Early May would be incomplete without some NAPLAN controversy. This year’s comes from the announcement last week that the national exam sat by students across the country in Years 3, 5, 7 and 9 is to be marked by computers in 2017.
Part of the argument for moving to online marking is that it will decrease turnaround time from months to just weeks. While this is uncontroversial for multiple-choice-style tests, which have a correct answer, it is much more problematic when applied to creative writing.
Can computers mark creative writing?
The NAPLAN written task is usually a narrative or persuasive task and is an extended piece of prose. The marking criteria include audience, text structure, cohesion, vocabulary, paragraphing, sentence structure, punctuation and spelling.
When writing persuasive texts, the guide explains that:
students are required to write their opinion and to draw on personal knowledge and experience when responding to test topics.
The guide also explains that for narrative texts, there should be a:
growing understanding that the middle of the story needs to involve a problem or complication that introduces conflict, danger or tension that must be resolved. It is this uncertainty that draws the reader in and builds suspense.
The question is whether computers can appropriately mark students’ creative writing with this level of sophistication.
According to the Australian Curriculum, Assessment and Reporting Authority (ACARA), they can.
The approach being taken is one that uses supervised machine learning, where sample tests marked by humans are fed into an algorithm that learns how to recognise quality responses by reverse-engineering scoring decisions. Trials conducted by ACARA have demonstrated that:
artificial intelligence solutions perform as well, or even better, than the teachers involved.
One argument is that computer marking has less variability than human markers, although these claims to marker reliability are contested.
For example, what would happen if a student were to submit a nonsense piece that happened to meet the expectations of the algorithm?
Automated marking is not a new thing. It has been particularly visible since the rise of MOOCs and the search for a cheap alternative for marking student papers.

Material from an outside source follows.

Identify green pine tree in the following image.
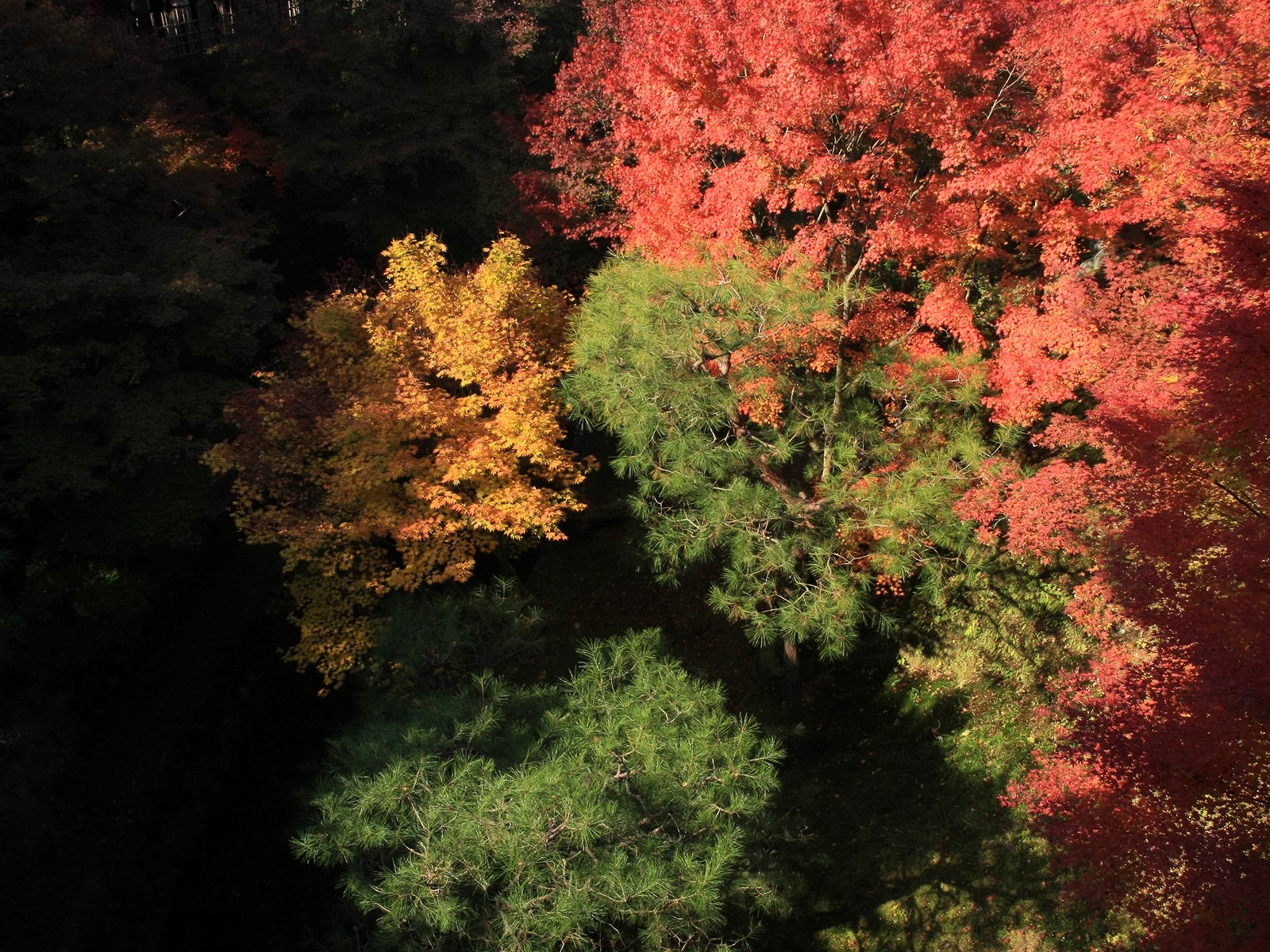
[565,255,993,708]
[296,631,781,952]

The research literature provides a mixed picture of potential benefits and pitfalls, yet there has been vocal opposition to computer marking from academics and educationalists.

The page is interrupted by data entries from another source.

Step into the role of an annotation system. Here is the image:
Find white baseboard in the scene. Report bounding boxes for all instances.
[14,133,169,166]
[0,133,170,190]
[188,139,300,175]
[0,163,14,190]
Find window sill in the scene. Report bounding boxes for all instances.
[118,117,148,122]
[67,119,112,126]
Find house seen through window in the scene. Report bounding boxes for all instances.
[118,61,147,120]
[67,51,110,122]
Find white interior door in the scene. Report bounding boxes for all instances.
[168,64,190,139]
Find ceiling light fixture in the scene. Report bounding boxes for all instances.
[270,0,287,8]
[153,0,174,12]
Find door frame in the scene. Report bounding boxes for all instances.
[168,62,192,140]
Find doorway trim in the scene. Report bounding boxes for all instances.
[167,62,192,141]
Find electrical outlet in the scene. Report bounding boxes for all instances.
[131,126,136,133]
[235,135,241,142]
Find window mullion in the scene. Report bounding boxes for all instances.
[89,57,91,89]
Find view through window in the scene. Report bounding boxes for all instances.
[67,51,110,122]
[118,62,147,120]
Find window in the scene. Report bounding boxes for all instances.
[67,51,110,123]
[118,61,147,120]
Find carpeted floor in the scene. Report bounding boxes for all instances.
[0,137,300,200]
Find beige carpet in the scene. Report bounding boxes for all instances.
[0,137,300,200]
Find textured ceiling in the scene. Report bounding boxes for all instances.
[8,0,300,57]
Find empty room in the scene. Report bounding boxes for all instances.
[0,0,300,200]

The rise of algorithms can be seen in many places, including chess-playing computers, self-driving cars, metadata analysis to predict behaviour, online advertising, speech-recognition software and auto-completing search engines. It seems only logical that algorithms would enter our classrooms.
What actually matters in education?
One thing that strikes me as ironic is that we would be using computers, which can’t actually read or write, to test the reading and writing of our students. Is the next step to replace our teachers with robot instructors who can provide standardised, objective and completely emotionless feedback in the classroom?
How can a computer assess creativity and flair? How would it recognise irony, wit and humour? What about writers who use unconventional approaches for effect?
While algorithms can easily process literal meaning, what happens with inferential meaning or drawing on rich contexts, background knowledge, prior learning, cultural and social discourses? These are all part of the complex tapestry of human meaning-making in reading and writing.
As one example, the NAPLAN marking guide refers to the use of classical rhetorical discourse in persuasive writing, including:
Pathos - appeal to emotion
Ethos - appeal to values
Logos - appeal to reason.
I have not yet come across a computer except in science-fiction films that has emotions or values that could be appealed to in any persuasive sense.
There are serious concerns that computer marking of the NAPLAN writing task will have unintended effects on teaching and learning, including online reading and writing strategies different to those of traditional print-based comprehension and composition.
A further concern is that computer marking will have a reductive effect on student writing, with “teaching to the test” becoming more of a problem than it already is.
Maybe it isn’t that far-fetched to imagine computers marking assignments and robots teaching classrooms. After all, there are predictions that we will reach the singularity, the point at which artificial intelligence overtakes humans, in 2029.
Wouldn’t ACARA be better off putting the money into something that has an impact on the quality of learning of students in Australian schools rather than conducting this particular experiment? To be focusing on test scoring that is faster and cheaper seems to be at odds with what actually matters in education.
Until we reach the singularity, perhaps we should focus on improving equity and access for students who are most disadvantaged in our education system, and leave the robots out of it.